Deb Bardhan, Chief Business Officer at Highnote, on incentive structures in card issuing

Interview
What they've tended to do over time is focus on the very large enterprise and neglect the remaining small to mid-size enterprises
Analyzed 7 sources

This points to a classic platform split, Marqeta won early by serving huge programs with enough volume to justify custom contracts and deep implementation work, and that left a real opening below the top tier. In card issuing, smaller and mid sized customers usually need fast onboarding, simpler program setup, and more product flexibility, because they are often launching a new expense card, marketplace payout card, or embedded finance feature without a big payments team. That is the segment newer issuer processors have been built to capture.

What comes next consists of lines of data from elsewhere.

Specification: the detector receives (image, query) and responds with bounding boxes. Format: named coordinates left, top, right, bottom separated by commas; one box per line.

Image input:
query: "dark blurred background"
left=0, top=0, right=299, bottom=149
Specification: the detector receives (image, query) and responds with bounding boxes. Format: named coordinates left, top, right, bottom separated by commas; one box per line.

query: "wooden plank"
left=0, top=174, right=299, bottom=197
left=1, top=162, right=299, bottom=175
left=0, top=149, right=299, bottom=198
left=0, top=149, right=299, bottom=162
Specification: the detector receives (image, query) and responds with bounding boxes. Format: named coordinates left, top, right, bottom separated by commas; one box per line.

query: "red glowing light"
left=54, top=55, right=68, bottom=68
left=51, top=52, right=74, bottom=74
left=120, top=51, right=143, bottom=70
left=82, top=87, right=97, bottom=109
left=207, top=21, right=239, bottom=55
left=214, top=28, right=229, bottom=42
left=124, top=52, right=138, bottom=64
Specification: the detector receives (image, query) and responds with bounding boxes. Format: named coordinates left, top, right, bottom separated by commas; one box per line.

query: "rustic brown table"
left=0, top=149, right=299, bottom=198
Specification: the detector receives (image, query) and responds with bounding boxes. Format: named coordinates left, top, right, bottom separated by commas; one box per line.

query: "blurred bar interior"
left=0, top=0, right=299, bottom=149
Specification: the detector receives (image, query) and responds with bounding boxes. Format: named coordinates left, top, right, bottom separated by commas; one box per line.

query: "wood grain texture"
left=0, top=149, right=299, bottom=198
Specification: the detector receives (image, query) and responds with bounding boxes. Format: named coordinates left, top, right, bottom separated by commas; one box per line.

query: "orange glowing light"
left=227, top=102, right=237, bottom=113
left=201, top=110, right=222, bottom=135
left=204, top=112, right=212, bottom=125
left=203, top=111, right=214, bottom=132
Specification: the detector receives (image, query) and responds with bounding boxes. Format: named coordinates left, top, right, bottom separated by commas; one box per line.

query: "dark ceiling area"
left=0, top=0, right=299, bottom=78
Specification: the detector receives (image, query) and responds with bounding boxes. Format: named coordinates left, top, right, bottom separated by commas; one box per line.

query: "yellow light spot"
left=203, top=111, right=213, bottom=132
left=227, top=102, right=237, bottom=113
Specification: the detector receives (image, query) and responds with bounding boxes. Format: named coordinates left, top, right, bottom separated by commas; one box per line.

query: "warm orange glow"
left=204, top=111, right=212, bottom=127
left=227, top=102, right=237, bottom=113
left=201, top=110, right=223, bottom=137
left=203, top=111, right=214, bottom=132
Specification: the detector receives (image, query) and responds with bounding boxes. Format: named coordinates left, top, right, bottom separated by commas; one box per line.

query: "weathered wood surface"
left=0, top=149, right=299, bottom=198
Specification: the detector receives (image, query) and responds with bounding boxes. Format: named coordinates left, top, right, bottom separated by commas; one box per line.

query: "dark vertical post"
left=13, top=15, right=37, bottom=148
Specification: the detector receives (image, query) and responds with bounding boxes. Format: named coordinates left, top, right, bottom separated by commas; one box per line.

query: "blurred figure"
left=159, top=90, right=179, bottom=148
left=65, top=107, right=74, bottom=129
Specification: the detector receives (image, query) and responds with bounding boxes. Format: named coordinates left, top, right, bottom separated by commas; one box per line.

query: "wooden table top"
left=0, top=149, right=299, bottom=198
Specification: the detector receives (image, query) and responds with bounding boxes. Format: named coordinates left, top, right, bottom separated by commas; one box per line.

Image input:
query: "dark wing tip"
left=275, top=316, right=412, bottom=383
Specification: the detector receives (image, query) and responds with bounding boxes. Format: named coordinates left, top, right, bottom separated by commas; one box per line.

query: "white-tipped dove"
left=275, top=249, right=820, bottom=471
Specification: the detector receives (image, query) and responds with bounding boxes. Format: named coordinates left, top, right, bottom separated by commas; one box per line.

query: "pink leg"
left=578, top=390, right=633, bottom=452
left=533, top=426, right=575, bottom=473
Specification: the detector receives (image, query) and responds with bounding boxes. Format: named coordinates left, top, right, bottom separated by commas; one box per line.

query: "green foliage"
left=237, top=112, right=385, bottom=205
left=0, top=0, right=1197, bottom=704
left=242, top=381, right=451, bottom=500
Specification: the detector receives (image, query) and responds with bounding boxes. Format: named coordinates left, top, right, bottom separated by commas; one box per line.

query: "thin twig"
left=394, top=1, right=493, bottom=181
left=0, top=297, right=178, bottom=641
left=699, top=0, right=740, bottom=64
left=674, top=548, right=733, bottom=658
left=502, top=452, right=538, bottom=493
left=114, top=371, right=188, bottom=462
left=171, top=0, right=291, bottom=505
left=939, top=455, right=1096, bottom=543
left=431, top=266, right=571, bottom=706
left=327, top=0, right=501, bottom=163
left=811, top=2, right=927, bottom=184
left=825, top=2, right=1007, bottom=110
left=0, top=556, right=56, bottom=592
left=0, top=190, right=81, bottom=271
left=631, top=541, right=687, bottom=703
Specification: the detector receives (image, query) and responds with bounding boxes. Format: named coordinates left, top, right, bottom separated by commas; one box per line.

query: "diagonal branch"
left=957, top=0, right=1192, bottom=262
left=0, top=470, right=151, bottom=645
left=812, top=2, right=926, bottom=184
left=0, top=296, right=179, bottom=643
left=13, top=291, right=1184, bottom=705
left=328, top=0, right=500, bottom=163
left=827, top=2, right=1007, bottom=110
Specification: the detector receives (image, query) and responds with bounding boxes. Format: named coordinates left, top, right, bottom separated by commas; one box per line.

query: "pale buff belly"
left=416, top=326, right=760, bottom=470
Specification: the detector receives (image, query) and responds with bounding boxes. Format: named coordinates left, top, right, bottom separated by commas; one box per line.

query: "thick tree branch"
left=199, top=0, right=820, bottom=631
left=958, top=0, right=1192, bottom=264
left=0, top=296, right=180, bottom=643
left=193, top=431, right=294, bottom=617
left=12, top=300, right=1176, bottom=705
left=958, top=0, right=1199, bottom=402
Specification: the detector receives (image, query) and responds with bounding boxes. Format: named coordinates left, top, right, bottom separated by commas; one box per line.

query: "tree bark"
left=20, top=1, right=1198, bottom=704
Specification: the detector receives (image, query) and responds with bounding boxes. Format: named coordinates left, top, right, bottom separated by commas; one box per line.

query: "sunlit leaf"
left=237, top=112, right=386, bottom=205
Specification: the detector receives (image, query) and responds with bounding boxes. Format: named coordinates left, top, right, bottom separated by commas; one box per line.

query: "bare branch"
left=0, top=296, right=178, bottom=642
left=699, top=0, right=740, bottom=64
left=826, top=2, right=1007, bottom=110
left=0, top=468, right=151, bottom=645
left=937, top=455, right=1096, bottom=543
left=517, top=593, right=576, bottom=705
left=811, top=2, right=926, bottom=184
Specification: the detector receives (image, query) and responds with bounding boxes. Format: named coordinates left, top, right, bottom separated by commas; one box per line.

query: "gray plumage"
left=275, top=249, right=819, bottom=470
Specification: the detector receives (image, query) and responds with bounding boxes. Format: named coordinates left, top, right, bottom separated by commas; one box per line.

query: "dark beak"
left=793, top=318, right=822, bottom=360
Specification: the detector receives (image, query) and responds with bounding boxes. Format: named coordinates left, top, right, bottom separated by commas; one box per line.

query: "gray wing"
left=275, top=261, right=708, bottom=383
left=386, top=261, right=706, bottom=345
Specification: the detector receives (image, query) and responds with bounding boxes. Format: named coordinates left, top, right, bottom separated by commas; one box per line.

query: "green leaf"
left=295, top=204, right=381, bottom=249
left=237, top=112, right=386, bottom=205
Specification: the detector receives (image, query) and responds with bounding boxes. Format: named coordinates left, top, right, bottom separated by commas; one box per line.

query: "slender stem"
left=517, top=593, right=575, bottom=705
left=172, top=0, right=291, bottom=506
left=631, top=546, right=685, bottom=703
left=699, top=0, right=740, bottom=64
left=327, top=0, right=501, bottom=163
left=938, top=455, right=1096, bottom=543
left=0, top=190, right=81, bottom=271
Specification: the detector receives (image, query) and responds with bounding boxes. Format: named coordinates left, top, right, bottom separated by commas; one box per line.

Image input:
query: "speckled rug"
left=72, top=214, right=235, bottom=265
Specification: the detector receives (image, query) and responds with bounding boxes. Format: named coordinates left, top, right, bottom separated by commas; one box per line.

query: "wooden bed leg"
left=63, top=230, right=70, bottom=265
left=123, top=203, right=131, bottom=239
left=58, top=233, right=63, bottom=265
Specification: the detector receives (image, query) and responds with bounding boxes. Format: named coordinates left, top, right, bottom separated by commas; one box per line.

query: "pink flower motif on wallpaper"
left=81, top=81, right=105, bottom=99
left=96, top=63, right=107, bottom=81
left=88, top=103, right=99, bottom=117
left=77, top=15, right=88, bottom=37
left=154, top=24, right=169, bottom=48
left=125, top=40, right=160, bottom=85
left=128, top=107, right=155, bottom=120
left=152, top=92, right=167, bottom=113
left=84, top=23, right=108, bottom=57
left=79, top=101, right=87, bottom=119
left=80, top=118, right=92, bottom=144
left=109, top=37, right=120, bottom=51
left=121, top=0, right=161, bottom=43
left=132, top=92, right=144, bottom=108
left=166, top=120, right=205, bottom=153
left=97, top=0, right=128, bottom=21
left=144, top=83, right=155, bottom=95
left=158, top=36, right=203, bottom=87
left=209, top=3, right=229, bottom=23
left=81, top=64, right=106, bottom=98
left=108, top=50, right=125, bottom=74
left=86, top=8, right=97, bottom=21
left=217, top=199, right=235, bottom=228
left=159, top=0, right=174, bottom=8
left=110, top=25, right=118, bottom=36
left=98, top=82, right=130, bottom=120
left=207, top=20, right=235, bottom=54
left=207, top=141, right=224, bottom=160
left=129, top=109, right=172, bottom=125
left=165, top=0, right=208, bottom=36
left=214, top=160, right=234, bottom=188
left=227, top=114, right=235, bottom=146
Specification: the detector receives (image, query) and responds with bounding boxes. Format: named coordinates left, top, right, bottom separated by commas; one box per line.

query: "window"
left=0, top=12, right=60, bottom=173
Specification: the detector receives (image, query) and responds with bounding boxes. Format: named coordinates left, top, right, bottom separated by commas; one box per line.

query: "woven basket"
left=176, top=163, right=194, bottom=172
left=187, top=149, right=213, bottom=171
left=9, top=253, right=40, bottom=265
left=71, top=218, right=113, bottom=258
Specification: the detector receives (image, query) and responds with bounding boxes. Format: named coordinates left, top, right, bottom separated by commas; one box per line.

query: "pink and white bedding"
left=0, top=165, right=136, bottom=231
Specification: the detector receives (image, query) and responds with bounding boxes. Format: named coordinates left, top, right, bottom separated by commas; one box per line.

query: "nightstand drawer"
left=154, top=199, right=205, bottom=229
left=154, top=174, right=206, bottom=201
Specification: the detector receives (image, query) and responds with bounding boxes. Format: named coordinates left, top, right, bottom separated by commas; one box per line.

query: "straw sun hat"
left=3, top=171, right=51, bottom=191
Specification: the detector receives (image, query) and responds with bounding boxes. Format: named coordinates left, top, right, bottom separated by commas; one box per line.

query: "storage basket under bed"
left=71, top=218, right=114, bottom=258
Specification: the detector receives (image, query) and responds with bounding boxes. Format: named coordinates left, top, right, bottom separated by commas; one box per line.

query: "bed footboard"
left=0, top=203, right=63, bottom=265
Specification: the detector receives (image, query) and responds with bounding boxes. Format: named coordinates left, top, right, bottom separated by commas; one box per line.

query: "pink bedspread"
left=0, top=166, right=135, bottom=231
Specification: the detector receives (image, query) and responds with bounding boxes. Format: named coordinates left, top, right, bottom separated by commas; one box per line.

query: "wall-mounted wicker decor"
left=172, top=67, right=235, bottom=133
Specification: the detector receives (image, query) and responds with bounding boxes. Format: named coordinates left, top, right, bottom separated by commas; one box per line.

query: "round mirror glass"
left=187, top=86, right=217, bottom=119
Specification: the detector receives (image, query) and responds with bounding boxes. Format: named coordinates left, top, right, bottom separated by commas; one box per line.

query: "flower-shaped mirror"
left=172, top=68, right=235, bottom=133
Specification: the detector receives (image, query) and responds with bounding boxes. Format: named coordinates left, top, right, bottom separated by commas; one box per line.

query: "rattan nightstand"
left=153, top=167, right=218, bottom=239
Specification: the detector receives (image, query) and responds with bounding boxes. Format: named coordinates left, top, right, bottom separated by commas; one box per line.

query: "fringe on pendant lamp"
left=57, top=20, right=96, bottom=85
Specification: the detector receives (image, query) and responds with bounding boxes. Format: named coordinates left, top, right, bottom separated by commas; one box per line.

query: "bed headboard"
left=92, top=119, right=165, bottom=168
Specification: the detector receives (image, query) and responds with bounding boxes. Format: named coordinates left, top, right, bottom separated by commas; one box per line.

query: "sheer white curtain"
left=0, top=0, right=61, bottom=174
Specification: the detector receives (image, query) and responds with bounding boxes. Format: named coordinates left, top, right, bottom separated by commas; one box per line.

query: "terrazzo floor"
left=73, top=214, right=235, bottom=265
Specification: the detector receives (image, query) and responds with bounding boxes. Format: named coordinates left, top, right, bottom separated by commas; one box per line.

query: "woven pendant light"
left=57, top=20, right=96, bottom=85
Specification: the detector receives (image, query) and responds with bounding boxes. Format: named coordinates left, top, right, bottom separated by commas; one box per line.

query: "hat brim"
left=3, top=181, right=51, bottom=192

  • Earlier infrastructure companies like Marqeta targeted enterprise customers because, at the time, those were the buyers with the staff and budget to assemble a card program. Internal research describes Marqeta as firmly enterprise focused, with newer players like Highnote and Lithic going after the long tail of developers and embedded finance companies.
  • The economics push incumbents upmarket. Marqeta has historically depended on a small number of very large customers, with Square and later Block accounting for an outsized share of revenue. When one big customer drives volume, roadmap attention naturally shifts toward enterprise features, renewals, and custom support rather than lightweight self serve tooling.
  • What mid market customers actually want is not just a processor. They want configurable controls, faster launch, and less stitching across vendors. Highnote has been described as starting with a general ledger and full program management, while Lithic has won with API first issuing and modular controls for growth stage companies with more specialized needs.

The market is moving toward a barbell. The biggest issuers will keep buying scale, reliability, and global reach, while the next wave of growth comes from software companies and fintechs embedding cards into narrower workflows. Providers that can make those programs easy to launch, and then grow with them into larger volumes, are positioned to take the broad middle of the market.